Terroir

"My pilgrimage was a trip to the south for ten thousand li to worship the King of Tea Trees"

– Zhao Pu Chu 赵朴初

Our garden located at latitude 27° North which is the same as Okinawa, Japan or Zhejiang, China. However, the garden is at an altitude of between 1650m and 2200m. Using the dry adiabatic lapse rate of 10°C per km of elevation, our latitude shifts roughly by an equivalent of 1000 km to 1600 km towards the pole or about 15° of latitude. That puts us at the latitude of Kyoto-Nara in Japan or Beijing in China. So our teas are grown in a much colder area than our geographical location suggests.

The tea garden is less than 25 km as the crow flies from the steamy and lush jungles of Terai lowlands (400 m above sea level) to the south.
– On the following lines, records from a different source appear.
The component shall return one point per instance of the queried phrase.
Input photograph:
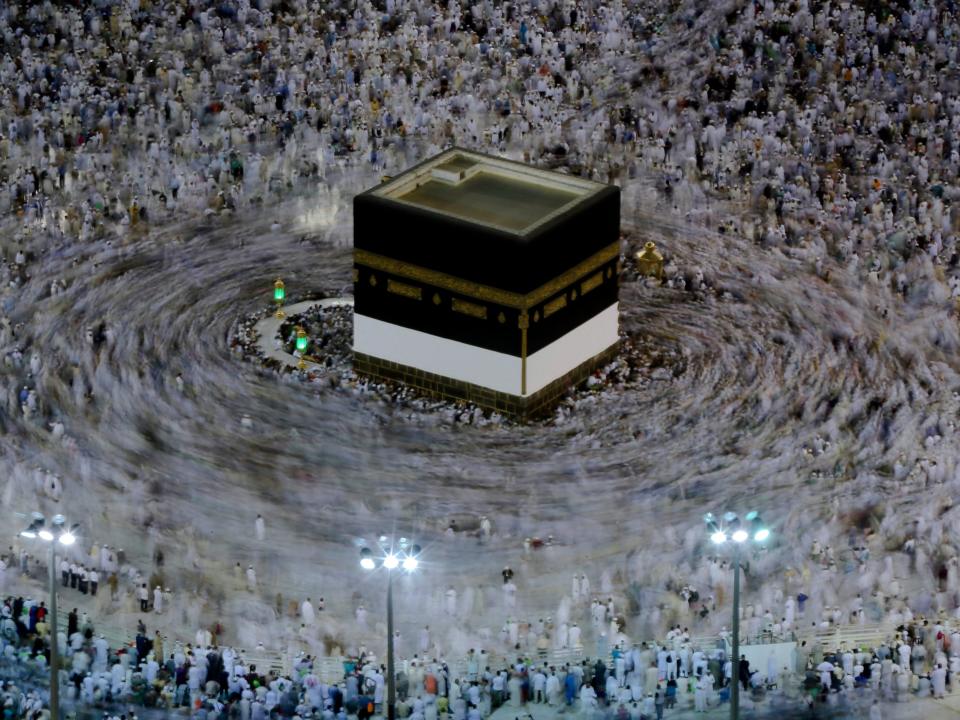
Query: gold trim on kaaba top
(558, 303)
(591, 282)
(399, 288)
(468, 308)
(477, 291)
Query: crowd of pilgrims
(919, 658)
(828, 130)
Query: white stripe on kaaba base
(469, 363)
(576, 347)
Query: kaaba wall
(414, 298)
(482, 254)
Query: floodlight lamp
(366, 559)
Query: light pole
(730, 528)
(279, 294)
(401, 555)
(302, 342)
(59, 532)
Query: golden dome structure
(650, 261)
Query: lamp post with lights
(403, 555)
(65, 536)
(731, 528)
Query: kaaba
(486, 280)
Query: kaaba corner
(486, 280)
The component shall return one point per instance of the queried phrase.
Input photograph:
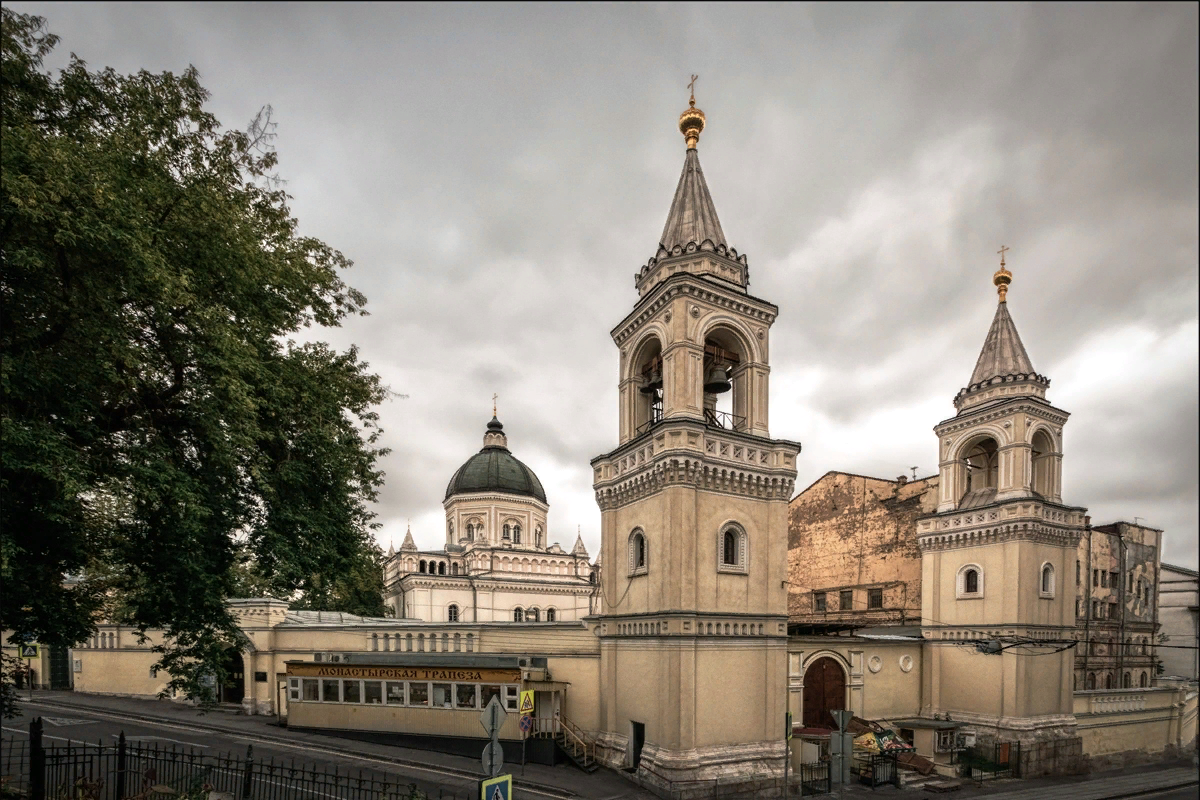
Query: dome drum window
(970, 582)
(1045, 582)
(732, 548)
(637, 553)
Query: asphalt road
(81, 726)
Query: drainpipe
(1125, 566)
(1087, 600)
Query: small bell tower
(999, 554)
(694, 512)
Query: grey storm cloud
(498, 174)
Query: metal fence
(143, 770)
(989, 761)
(881, 768)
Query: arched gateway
(825, 691)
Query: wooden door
(825, 691)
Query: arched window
(732, 549)
(725, 379)
(648, 374)
(1048, 579)
(637, 555)
(982, 464)
(970, 583)
(1043, 464)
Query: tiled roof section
(693, 216)
(1002, 350)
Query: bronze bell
(654, 383)
(718, 380)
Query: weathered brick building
(853, 559)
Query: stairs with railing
(570, 739)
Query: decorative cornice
(687, 284)
(1042, 410)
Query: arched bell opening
(726, 380)
(979, 469)
(1043, 464)
(651, 386)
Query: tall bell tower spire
(694, 512)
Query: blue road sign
(496, 788)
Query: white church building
(496, 564)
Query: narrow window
(971, 582)
(1048, 579)
(730, 557)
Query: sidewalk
(603, 785)
(606, 785)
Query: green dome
(495, 469)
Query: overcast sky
(498, 174)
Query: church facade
(497, 564)
(681, 659)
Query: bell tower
(997, 558)
(694, 513)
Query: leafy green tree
(162, 426)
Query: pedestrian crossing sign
(496, 788)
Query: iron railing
(141, 770)
(989, 761)
(724, 420)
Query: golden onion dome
(1002, 277)
(691, 122)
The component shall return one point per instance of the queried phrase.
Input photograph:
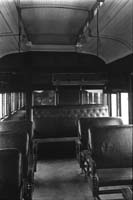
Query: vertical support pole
(130, 98)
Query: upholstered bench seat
(10, 174)
(115, 175)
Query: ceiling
(98, 27)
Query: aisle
(60, 180)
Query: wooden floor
(60, 180)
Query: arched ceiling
(98, 27)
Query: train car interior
(66, 99)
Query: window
(92, 97)
(113, 105)
(124, 108)
(0, 106)
(41, 97)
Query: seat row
(104, 151)
(16, 160)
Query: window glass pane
(124, 108)
(92, 97)
(0, 105)
(113, 105)
(41, 97)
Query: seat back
(61, 121)
(112, 146)
(18, 140)
(84, 124)
(17, 125)
(10, 173)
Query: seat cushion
(115, 176)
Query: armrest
(89, 163)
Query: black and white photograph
(66, 99)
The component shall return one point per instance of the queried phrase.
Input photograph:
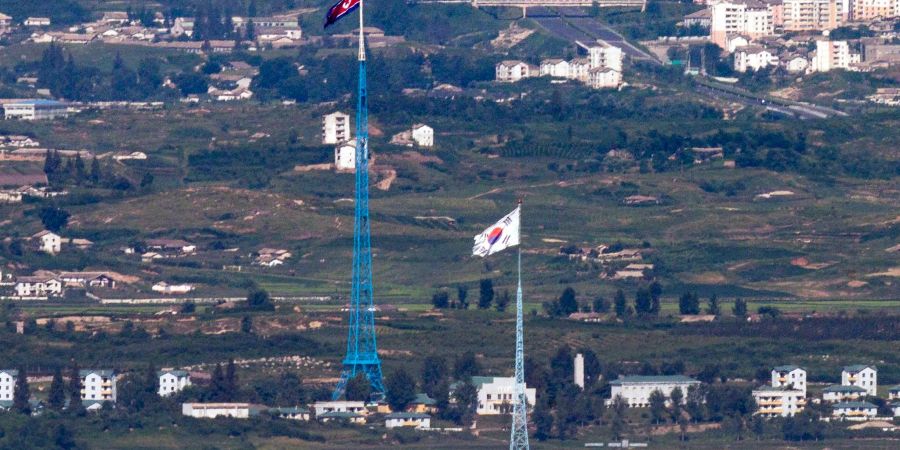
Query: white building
(605, 55)
(98, 385)
(340, 406)
(833, 55)
(778, 401)
(7, 384)
(38, 286)
(423, 135)
(335, 128)
(345, 156)
(840, 393)
(753, 58)
(496, 395)
(863, 376)
(636, 389)
(50, 242)
(35, 110)
(556, 68)
(857, 411)
(213, 410)
(511, 71)
(172, 382)
(749, 17)
(789, 376)
(413, 420)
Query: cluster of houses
(602, 68)
(793, 34)
(336, 130)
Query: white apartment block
(750, 18)
(857, 411)
(98, 385)
(335, 128)
(496, 395)
(753, 58)
(840, 393)
(510, 71)
(863, 376)
(345, 156)
(865, 10)
(778, 401)
(7, 385)
(813, 15)
(605, 55)
(789, 376)
(832, 55)
(636, 390)
(172, 382)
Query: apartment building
(863, 376)
(813, 15)
(636, 390)
(98, 385)
(335, 128)
(789, 376)
(749, 17)
(778, 401)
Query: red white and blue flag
(339, 10)
(499, 236)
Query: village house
(778, 401)
(413, 420)
(173, 381)
(213, 410)
(98, 385)
(38, 286)
(863, 376)
(636, 389)
(840, 393)
(856, 411)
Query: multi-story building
(747, 17)
(778, 401)
(860, 375)
(813, 15)
(840, 393)
(510, 71)
(98, 385)
(636, 390)
(335, 128)
(789, 376)
(854, 410)
(173, 381)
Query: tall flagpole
(518, 438)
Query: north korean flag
(339, 10)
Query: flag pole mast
(518, 438)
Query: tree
(485, 293)
(358, 388)
(22, 394)
(466, 366)
(57, 396)
(657, 406)
(54, 219)
(620, 304)
(401, 389)
(568, 304)
(462, 294)
(440, 300)
(434, 372)
(740, 308)
(713, 305)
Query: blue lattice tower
(362, 350)
(518, 434)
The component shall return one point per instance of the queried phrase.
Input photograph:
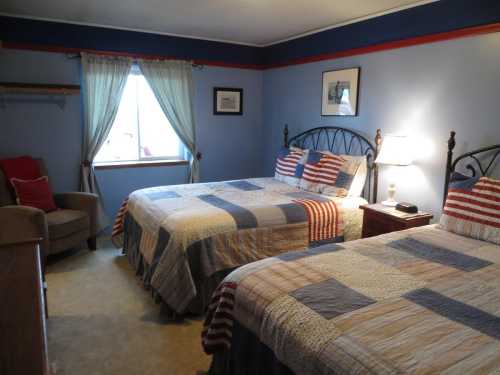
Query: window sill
(140, 164)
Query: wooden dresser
(23, 332)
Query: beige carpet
(103, 322)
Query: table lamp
(395, 150)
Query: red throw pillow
(34, 193)
(23, 167)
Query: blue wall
(231, 145)
(436, 17)
(424, 91)
(428, 89)
(427, 19)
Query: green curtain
(172, 84)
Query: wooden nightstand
(380, 219)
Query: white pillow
(358, 182)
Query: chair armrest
(80, 201)
(19, 223)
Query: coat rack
(55, 92)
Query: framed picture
(228, 101)
(340, 92)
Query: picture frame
(340, 92)
(228, 101)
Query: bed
(183, 240)
(423, 300)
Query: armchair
(66, 228)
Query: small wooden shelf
(38, 88)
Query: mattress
(178, 237)
(422, 300)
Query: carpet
(102, 321)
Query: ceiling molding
(263, 45)
(126, 29)
(349, 22)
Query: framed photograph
(340, 92)
(228, 101)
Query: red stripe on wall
(58, 49)
(448, 35)
(432, 38)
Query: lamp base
(391, 193)
(390, 203)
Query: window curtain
(103, 80)
(172, 84)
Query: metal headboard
(342, 141)
(474, 164)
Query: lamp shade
(395, 150)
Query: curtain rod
(135, 57)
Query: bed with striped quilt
(420, 301)
(182, 240)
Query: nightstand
(380, 219)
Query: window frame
(143, 160)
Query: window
(140, 132)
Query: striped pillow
(472, 209)
(320, 171)
(290, 165)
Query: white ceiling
(254, 22)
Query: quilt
(179, 236)
(423, 300)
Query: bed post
(378, 141)
(449, 160)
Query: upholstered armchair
(63, 229)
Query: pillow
(290, 165)
(472, 208)
(34, 193)
(321, 171)
(23, 167)
(358, 182)
(345, 178)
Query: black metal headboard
(342, 141)
(475, 163)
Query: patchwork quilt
(179, 236)
(422, 300)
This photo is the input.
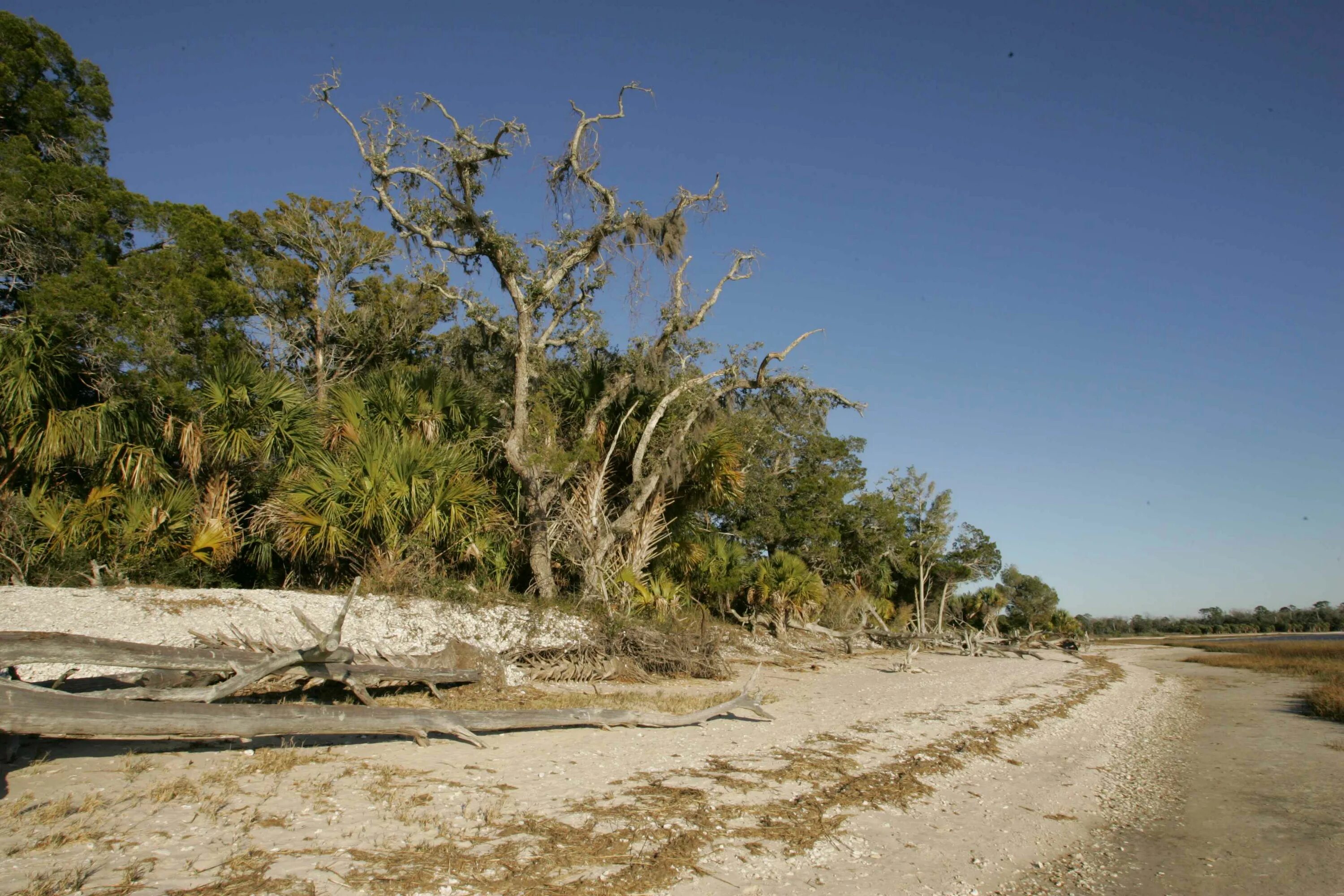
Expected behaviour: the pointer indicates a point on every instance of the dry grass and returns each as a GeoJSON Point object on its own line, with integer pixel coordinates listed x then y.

The hills and mountains start abruptly and in 25 km the elevation reaches 2100 metres. With standard lapse rate of 6.5°C to 10°C per 1000 meters, when it is 32°C in the Terai in South Nepal (400 metres), the temperature in Jun Chiyabari Tea Garden will be about 20°C only. To the north, the world's highest mountain rises to 8848 metres in just 115 km from our tea garden. In between the south and north multitudes of  of micro climate and terroir exist. The mixing of the warm air from the south and cold air from the north often shrouds the tea garden in cool mist enabling good tea growing conditions.

"Realising that the flavour of tea and the flavour of Zen are the same,
He scoops up the wind in the pines, his mind without defilement"

– Dairin Soto 大林宗套 (1480-1568), the 90th chief-priest of Daitokuji & the teacher of Takeno Jōō 武野 紹鴎

The effect of the altitude, bright and warm sunny days punctuated by cool mountain mists and chilly nights is that the tea is invariably light and aromatic; and depending on the variety or cultivar and processing, flowery, fruity, grassy or nutty.
All our tea comes from small plots between 1650 and 2200 metres above sea level which are within a 10 km radius of the factory . Within and between these small plots on the hilly slopes are forests, bamboo groves, rocky boulders, brooks and streams.

This is the terroir from which our tea is created.